Stem Cells Poised to Self-destruct for the Good of the Embryo

Stem Cells Poised to Self-destruct for the Good of the Embryo

Friday, 04 May 2012

Embryonic stem cells — those revered cells that give rise to every cell type in the body — just got another badge of honour. If they suffer damage that makes them a threat to the developing embryo, they swiftly fall on their swords for the greater good, according to a study published online May 3, 2012 in the journal Molecular Cell.

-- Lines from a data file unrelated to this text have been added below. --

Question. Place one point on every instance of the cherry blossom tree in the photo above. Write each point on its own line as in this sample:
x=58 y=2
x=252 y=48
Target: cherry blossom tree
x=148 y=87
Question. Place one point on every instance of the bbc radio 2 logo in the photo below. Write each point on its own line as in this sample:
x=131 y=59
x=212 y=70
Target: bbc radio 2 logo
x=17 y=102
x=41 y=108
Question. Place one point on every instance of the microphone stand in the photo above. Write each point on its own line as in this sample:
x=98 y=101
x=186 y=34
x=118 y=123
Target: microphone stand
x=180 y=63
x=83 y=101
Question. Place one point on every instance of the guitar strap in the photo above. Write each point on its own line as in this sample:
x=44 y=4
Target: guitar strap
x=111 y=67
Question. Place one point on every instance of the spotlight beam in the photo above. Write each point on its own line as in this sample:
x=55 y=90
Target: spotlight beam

This is an image depicting active Bax 

(red) located at Golgi of human embryonic 

stem cells. Nuclei are stained in blue.

Credit: Deshmukh Lab, UNC-Chapel Hill. 

The finding offers a new glimpse into the private lives of stem cells that could help scientists use them to grow new neurons or other cells to replace those that have been lost in patients with Parkinson's and other diseases.

"Despite the huge potential of stem cells for therapeutic use, very few people have actually investigated their basic biology," said study senior researcher Mohanish Deshmukh, PhD, professor of cell and developmental biology at the University of North Carolina at Chapel Hill.

"These results could have significant implications from a therapeutic perspective."

Of all the important things our bodies' cells do, staying alive is clearly key. But a cell's ability to die when something goes wrong is equally critical. For example, a faulty self-destruct button is one factor that allows cancer cells to proliferate unchecked and cause tumours.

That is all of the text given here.